Adapun para peserta dalam Pekan Balet I/1982, dengan membawa konsep balet citra Indonesia ini tidak hanya dari Jakarta, melainkan datang dari beberapa daerah lain. Berikut dirunut grup-grup peserta beserta garapan mereka:
(Image: Tabel peserta Pekan Balet I-1982)
Nama Grup | Peragaan Tari | Garapan Baru |
Sumber Cipta pimpinan Farida Feisol (Jakarta). | “Introspeksi III” (penata tari: Farida Feisol), “Ouverture dari Mikado” (penata tari: Farida Feisol). | “Gunung Agung Meletus” (penata tari: Farida Feisol, pemusik dan ide cerita: Trisutji Djulianti Kamal). |
Tunas Jaya pimpinan Ny. Ratnawati (Jakarta). | “Waltz of The Flower” (penata tari: Ny. Ratnawati), “Tari Selendang” (penata tari: Ny. Ratnawati), “Tari Katu” (penata tari: Ny. Ratnawati), “Tari Patung Kucing dan Ikan” (penata tari: Ny.
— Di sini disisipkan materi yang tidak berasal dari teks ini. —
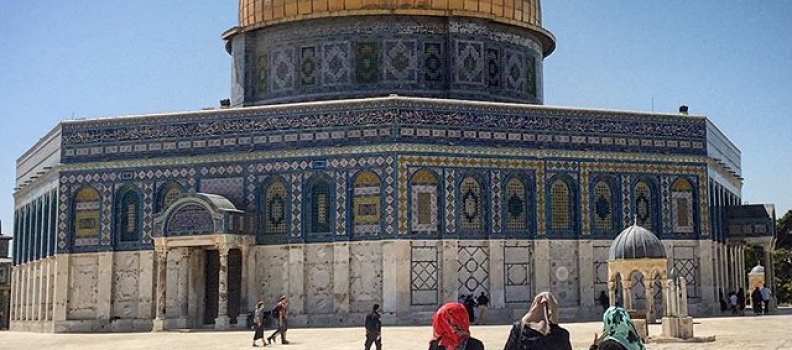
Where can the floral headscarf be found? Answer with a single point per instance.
(451, 325)
(543, 312)
(618, 327)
Ratnawati), “Tari Hasil Bumi” (penata tari: Ny. Ratnawati). | “Anak Nakal” (penata tari: Ny. Ratnawati, pemusik: Joko S.). |
Nritya Sundara & Kursus Ballet IKJ/LPKJ (Jakarta). | “Etude C” (peragaan oleh murid-murid umur 8-11 tahun), “Etude B” (peragaan oleh murid-murid umur 11-14 tahun), “Etude A” (peragaan oleh murid-murid umur 14-17 tahun). | “Bangun Desa” (penata tari: Sunny Pranata & Marga, penata artistik: Yulianti Parani). |
Dewi Ballet Studio pimpinan Dewi Rani (Surabaya). | “Classic Variation” (penata tari: Dewi Rani), “Sungut” (penata tari: Dewi Rani), “Tango” (penata tari: Dewi Rani), “Balita” (penata tari: Dewi Rani), “Equinoxe” (penata tari: Dewi Rani). | “Credulous” (penata tari: Dewi Rani) & “Hitam Putih dalam Khayal” (penata tari: Iko Sidharta). |
Grup Narinda pimpinan Tintin Baktir (Semarang). | “Tari Persembahan” (penata tari: Tintin Baktir) & “Tari Pelangi” (penata tari: Tintin Baktir). | “Panji Laras” (penata tari: Tintin Baktir). |
Grup Utarina pimpinan Ny. Yuce Hidayat (Cirebon). | “Victoria Dance” (penata tari: Ny. Yuce Hidayat) & “Bunga dan Cinta” (penata tari Ny. Yuce Hidayat). | – |
Grup Cicilia pimpinan Ade Siregar (Jakarta) | “Pink In Dance” (penata tari: Ade Siregar) & “Tik-Tok” (penata tari: Ade Siregar). | “Keleting Kuning” (penata tari: Ade Siregar). |
Grup Yenni Muliaty pimpinan Yenni Muliaty (Jakarta). | “Tari Berdoa” (penata tari: Yenni Muliaty), “Tari 8 Teman” (penata tari: Yenni Muliaty), “Tari Rebana dan Tepuk Tangan” (penata tari: Yenni Muliaty), “Tari Nelayan” (penata tari: Yenni Muliaty). | “Bawang Merah dan Bawang Putih” (penata tari: Yenni Muliaty). |
Art Galina Ballet pimpinan Jeanne Oentari (Malang). | Ballet Klasik “Three Point” (penata tari: Ine Indriati, Nanik Handoko, Chatarina), Ballet Klasik “Embun Pagi” (penata tari: Jeanne Oentari), Ballet Character “Tari Hungaria” (penata tari: Jeanne Oentari), Ballet Modern “Tari Cobra” (penata tari Jeanne Oentari). | – |
Namarina pimpinan Nanny Lubis. | “Allegro” & “Finale” dari “Symphonie in C” (penata tari: Balanchine, ditata kembali oleh Maya Tamara/Nanny Lubis). | “Nyi Endit” (penata tari: Maya Tamara & Nanny Lubis). |
Konsep balet bercitra Indonesia yang ditawarkan melalui Pekan Balet I/1982 merupakan ‘barang baru’ bagi sebagian besar peserta. Harian Kompas dalam catatannya menuliskan bahwa sempat ada keluhan saat diskusi akhir agenda tersebut. Para peserta dari luar Jakarta bahkan kebingungan dan mengaku terpaksa menciptakan balet bercitra Indonesia supaya dapat ikut serta. Mereka merasa tidak tahu bagaimana proses penggabungan balet dengan tari lain dapat dilakukan. Tapi semangat mereka tidak pupus, mereka menyatakan, “Sebagai orang Indonesia, kami juga ingin bisa melakukannya” (“Diskusi Balet: Masih Dipertanyakan Citra Indonesia dalam Balet”, Kompas, 2 Desember 1982).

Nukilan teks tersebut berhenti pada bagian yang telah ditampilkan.